ERGUN BABAHAN
Tarık Toros benim için her zaman gülen bir yüzdür. Atilla İlhan’dan okumuştum Gandi’nin bir sözünü… “İnsanları fikirlerine göre değil, davranışlarına göre değerliyorum” diyordu. Tarık Toros davranışlarıyla 10 üzerinden 10’u hak eden bir insandır.
BUGÜN TV’ye el konulduğunda ortaya koyduğu tavır, ayakta alkışlanacak türdendir. Çalıştığı kuruma, çalışma arkadaşlarına, mesleğine sahip çıkışı, bu uğurda ortaya koyduğu mücadele ve bugün ödemek zorunda kaldığı bedel, zaten onun kıratını ortaya koymaktadır.
Herkesi ve her şeyi satıp Türkiye’de çok az insana nasip olacak bir hayat sürebilirdi. Öyle yapmadı. Doğru bildiğini yapmayı tercih etti.
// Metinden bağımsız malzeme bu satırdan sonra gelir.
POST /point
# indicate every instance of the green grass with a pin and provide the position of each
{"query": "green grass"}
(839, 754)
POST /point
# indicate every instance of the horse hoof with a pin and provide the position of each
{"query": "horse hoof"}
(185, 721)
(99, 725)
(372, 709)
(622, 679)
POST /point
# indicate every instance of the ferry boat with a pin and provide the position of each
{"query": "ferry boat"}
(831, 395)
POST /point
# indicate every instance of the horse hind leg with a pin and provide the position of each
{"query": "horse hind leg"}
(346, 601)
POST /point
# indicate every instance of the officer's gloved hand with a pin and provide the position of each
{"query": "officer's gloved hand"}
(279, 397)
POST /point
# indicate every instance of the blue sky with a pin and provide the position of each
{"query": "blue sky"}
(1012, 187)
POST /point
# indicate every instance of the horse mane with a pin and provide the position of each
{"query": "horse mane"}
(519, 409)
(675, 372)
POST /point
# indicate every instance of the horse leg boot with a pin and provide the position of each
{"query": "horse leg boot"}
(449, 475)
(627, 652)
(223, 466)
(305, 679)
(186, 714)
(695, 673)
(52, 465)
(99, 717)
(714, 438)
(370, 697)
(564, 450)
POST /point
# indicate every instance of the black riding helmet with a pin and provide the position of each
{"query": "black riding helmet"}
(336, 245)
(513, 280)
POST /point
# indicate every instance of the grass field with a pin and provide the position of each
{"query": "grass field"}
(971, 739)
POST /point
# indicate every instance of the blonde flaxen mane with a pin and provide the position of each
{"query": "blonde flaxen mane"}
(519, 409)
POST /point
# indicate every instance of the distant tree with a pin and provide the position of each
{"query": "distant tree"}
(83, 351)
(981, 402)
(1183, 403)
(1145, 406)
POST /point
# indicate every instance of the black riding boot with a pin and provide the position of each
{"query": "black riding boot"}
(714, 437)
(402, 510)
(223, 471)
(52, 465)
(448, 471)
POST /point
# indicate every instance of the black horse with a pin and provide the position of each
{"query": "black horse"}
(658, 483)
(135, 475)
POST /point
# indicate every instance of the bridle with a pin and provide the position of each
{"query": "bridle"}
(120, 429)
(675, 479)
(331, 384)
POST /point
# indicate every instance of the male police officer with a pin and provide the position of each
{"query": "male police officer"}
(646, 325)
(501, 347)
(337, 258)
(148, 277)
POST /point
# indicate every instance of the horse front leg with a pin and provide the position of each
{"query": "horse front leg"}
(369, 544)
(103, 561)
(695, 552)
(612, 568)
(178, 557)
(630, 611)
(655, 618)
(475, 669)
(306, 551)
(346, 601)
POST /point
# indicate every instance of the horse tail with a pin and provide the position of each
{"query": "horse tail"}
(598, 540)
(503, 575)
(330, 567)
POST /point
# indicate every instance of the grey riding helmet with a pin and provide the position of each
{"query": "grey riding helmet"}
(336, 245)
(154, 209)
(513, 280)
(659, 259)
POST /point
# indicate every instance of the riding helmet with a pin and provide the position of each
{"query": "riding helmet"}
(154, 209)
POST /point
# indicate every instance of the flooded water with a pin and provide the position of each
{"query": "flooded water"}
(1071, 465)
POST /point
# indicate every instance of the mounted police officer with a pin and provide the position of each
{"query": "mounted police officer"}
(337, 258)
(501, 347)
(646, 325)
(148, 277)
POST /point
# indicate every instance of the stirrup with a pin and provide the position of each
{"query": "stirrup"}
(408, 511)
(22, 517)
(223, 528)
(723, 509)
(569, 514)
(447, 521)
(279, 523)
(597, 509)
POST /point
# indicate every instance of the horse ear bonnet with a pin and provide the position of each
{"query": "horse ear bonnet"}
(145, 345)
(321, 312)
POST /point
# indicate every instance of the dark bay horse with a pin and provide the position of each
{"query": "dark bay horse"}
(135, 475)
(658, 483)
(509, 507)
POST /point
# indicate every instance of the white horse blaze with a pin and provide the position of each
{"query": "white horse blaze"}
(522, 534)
Onun doğrusuyla, sizinki aynı olmayabilir ama doğrusuna barışçıl yöntemlerle sahip çıkmasına saygı göstermeniz gerekir.
Yıllarca Cemaat üzerinden nemalanan, servet yapan gazeteciler şimdi Cemaat’in en büyük düşmanı. Yarın Erdoğan ve AKP düştüğünde onların da en büyük düşmanları olacağından kuşkunuz olmasın…
Peki, ne için?
Daha büyük bir ev, daha lüks bir araba için.
Mesleğini üç kuruşa satanlarla, yaptığı işe her türlü bedeli ödemek uğruna sahip çıkanlar arasındaki fark burada.
Tarık Toros çalmadı, çırpmadı. Doğru bildiğini, kendi beyefendi üslubu içinde savundu. Bence BUGÜN TV’nin son saatlerinde gösterdiği direniş gazetecilik okullarında okutulması gereken bir ders niteliğinde…
İspanya’da darbe yapmaya kalkan bir albaya, milletvekilinin attığı tokatla, Tarık’ın o gece gösterdiği direniş arasında bence fark yoktur.
Tarık sadece kurumuna değil, mesleğimize sahip çıkmıştır o gece. Kendisinden yaş ve tecrübe olarak büyük insanların yapamadığını yapmıştır. O yüzden bugün boy hedefindedir. Baskınıa gelenler, o talimatı verenleri uyandırdığı, hatta rezil ettiği için nefret objesidir.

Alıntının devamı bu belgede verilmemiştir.